•The scholarship, awarded to only five entrepreneurs across the globe, will see Diana represent the African continent, perhaps signifying the shift in the region toward more entrepreneurial activities.
•Quality healthcare is not a chance event. It requires proper governance, ownership and establishment of a functional health system.
In sub-Saharan Africa, there are few doctors involved in healthcare management. There are fewer doctors who are social entrepreneurs.
There are even fewer female doctors involved in social entrepreneurship and Dr Diana Esther Wangari is one of them- a doctor and a social healthcare entrepreneur. She is the CEO and co-founder of Checkups Medical Centre based in Nairobi, Kenya.
For her work, Diana was recently announced awarded the prestigious Skoll Entrepreneurship Scholarship into Oxford University in the UK.
The Skoll Scholarship provides funding for entrepreneurs who have set up or have been working in entrepreneurial initiatives with a social purpose or who have pursued an impact career, and who wish to improve their knowledge of market-oriented practices so they can be more effective in their subsequent social change pursuits.
The scholarship, awarded to only five entrepreneurs across the globe, will see Diana represent the African continent, perhaps signifying the shift in the region toward more entrepreneurial activities.
The Skoll Foundation, whose mission is to drive large-scale change by investing in, connecting, and celebrating social entrepreneurs and the innovators who help them solve the world’s most pressing problems believes that social entrepreneurs are society’s change agents—creators of innovations that disrupt the status quo and transform our world for the better.
By identifying the people and programs already enacting positive change throughout the world, the Skoll Foundation is able to empower them to extend their reach, deepen their impact, and fundamentally improve society.
Like many bright-eyed medical students, Diana joined medical school with the hopes of specialising in a clinical field.
But instead, as she was introduced to the health care system, she found the scope of healthcare was vast.
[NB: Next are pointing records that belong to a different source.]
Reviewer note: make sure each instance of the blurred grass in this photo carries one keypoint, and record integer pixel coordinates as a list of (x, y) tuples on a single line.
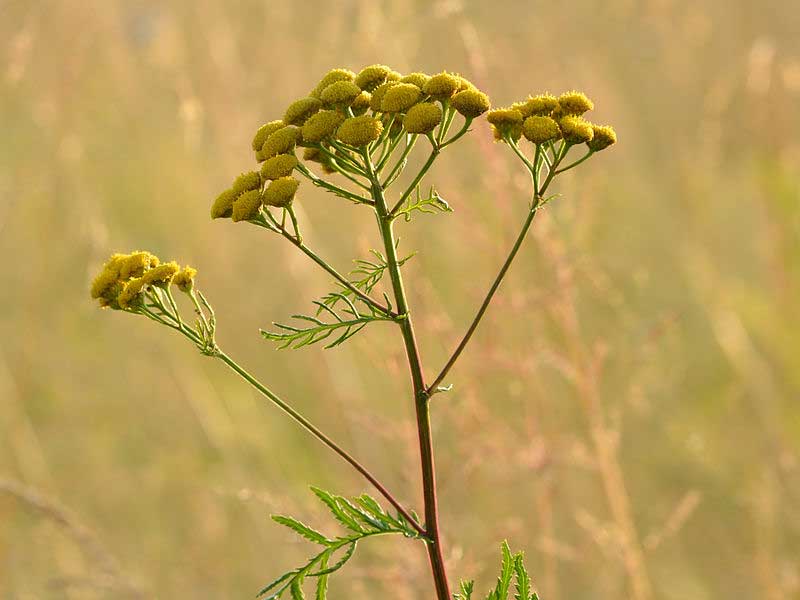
[(674, 257)]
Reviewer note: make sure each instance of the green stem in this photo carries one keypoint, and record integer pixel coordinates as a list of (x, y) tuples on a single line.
[(421, 398), (413, 186), (313, 430)]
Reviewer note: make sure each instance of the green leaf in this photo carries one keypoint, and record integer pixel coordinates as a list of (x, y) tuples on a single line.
[(302, 529), (522, 579)]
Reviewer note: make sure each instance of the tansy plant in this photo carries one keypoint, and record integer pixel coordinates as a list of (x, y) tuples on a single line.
[(352, 136)]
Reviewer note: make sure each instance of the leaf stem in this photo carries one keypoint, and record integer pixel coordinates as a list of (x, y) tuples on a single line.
[(421, 397)]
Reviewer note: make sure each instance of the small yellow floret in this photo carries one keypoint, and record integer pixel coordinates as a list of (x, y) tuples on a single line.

She thus ventured into health communication, in the hopes that she could bridge the gap that seemed to exist between the system –doctors, policy makers, administrators, and consumers – the patient, the community. In this role, she previously served as a columnist for The Standard and The Star newspapers in Kenya.
“I quickly learned that communication was a tool. The fundamental flaw in my view is that healthcare has been viewed merely as an option of government expenditure. Healthcare has not been understood to be a public good with the same primary significance as good laws, good roads and public security. In my view, public health care is more important and even more fundamental than free education,” Diana said.
This inspired the opening of Checkups Medical Centre, a network of rapid outpatient medical facilities offering managed care services. Checkups Medical centres utilise its in-house developed technology, iSikCure, to provide access to rapid diagnostics, consultation and last mile drug distribution through its concierge drug delivery services in both urban and rural areas.
“I think entrepreneurship is becoming a generational calling. Increasingly, health professionals are increasingly taking charge. If we are to achieve Universal Health Coverage, it calls for a fundamental change in our commitment to lead and take risk,” said Diana.
These sentiments were echoed by Dr Simon Kigondu, secretary general of the Kenya Medical Association.
"Quality healthcare is not a chance event. It requires proper governance, ownership and establishment of a functional health system. Most important is the development and training of the Health Workforce. Therefore, seeing my colleagues empowered to take charge is a step in the right direction,” he said.
Dr Diana was also awarded Forbes 30 under 30 Africa.